Follow-up questions and responses
Follow-up 1: When is a random split appropriate?
It is reasonable when samples are approximately independent and identically distributed, production traffic and collected data share a generative process, and there is no meaningful time, user, device, experiment-batch, or duplicate-cluster structure. Duplicates and preprocessing boundaries still need auditing. If the production task predicts the future, a temporal holdout is usually more faithful.
Follow-up 2: Why does delayed labeling require a purge or gap?
A training transaction's label may be decided up to 30 days later. If training ends immediately before validation starts, that training label may depend on outcomes inside the validation period, information unavailable at the real validation start. The boundary must cover the label-observation horizon, or each training cutoff must include only labels already mature at that point.

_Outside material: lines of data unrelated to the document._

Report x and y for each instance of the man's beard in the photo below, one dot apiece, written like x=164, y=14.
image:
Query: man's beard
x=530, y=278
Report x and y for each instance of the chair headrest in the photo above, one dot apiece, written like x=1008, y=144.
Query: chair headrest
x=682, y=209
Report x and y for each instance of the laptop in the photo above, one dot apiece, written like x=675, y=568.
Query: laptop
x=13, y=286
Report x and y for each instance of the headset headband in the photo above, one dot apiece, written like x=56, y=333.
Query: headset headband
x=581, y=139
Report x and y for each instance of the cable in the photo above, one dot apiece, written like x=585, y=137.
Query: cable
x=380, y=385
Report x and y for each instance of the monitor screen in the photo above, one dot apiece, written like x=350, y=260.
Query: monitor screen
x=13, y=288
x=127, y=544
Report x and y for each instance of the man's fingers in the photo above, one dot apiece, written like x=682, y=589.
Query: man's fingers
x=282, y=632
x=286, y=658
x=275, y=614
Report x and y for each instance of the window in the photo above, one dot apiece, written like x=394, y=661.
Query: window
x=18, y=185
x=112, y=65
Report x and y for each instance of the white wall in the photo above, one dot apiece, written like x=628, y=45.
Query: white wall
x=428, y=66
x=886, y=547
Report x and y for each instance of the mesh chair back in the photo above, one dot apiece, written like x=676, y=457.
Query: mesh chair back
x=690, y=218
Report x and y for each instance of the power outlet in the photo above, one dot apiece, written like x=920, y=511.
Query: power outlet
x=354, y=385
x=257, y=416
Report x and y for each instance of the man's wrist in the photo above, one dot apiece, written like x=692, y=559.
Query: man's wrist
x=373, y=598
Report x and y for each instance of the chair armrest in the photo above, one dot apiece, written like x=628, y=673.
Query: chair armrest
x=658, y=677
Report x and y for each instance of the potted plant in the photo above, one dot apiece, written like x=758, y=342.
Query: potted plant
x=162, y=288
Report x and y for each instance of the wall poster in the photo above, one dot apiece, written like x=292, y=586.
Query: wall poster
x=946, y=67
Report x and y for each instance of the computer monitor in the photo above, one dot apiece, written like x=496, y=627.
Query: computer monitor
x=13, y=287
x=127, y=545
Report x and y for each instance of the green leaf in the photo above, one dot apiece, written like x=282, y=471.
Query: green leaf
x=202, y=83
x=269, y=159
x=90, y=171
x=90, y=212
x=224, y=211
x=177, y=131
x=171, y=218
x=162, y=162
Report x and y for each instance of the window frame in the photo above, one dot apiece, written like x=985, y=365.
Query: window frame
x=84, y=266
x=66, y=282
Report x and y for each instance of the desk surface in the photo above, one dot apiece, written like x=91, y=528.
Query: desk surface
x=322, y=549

Follow-up 3: May history from the same account be a feature?
Yes, if serving truly has that history at prediction time and the aggregate uses only past events visible then. Whether one account may cross training and test depends on the target: retain it across time when serving returning accounts, and isolate accounts when evaluating unseen-account generalization. Reporting both scenarios prevents one score from answering two different questions.
Follow-up 4: How does cross-fitting prevent target-encoding leakage?
Split training data into folds. Compute each fold's category statistics from labels in the other folds, then encode that held-out fold. A row's own label therefore cannot directly help construct its feature. Validation and test use mappings learned from the corresponding training data. Cross-fitting fixes leakage inside the encoder; it does not replace the correct outer temporal or group validation.
Follow-up 5: How do you distinguish data leakage from distribution drift?
First, use point-in-time replay to prove every offline feature was available at prediction. Then verify that online and offline systems compute the same values for the same rows. Failure of the first check is leakage; failure of the second is training-serving skew. After both pass, changes in inputs, label rates, and segment metrics across later cohorts provide drift evidence. Multiple failures can coexist.
Follow-up 6: What additional leakage risks come with pretrained or large language models?
Evaluation samples or near duplicates may already exist in pretraining data, retrieval indexes, or prompt examples, a path absent from the local train/test manifest. Use holdouts created after the training cutoff, privately generated sets, or sets audited for near duplicates, and version retrieval indexes and prompts. When complete non-overlap with pretraining data cannot be established, describe the result as an estimate subject to contamination risk rather than absolute generalization.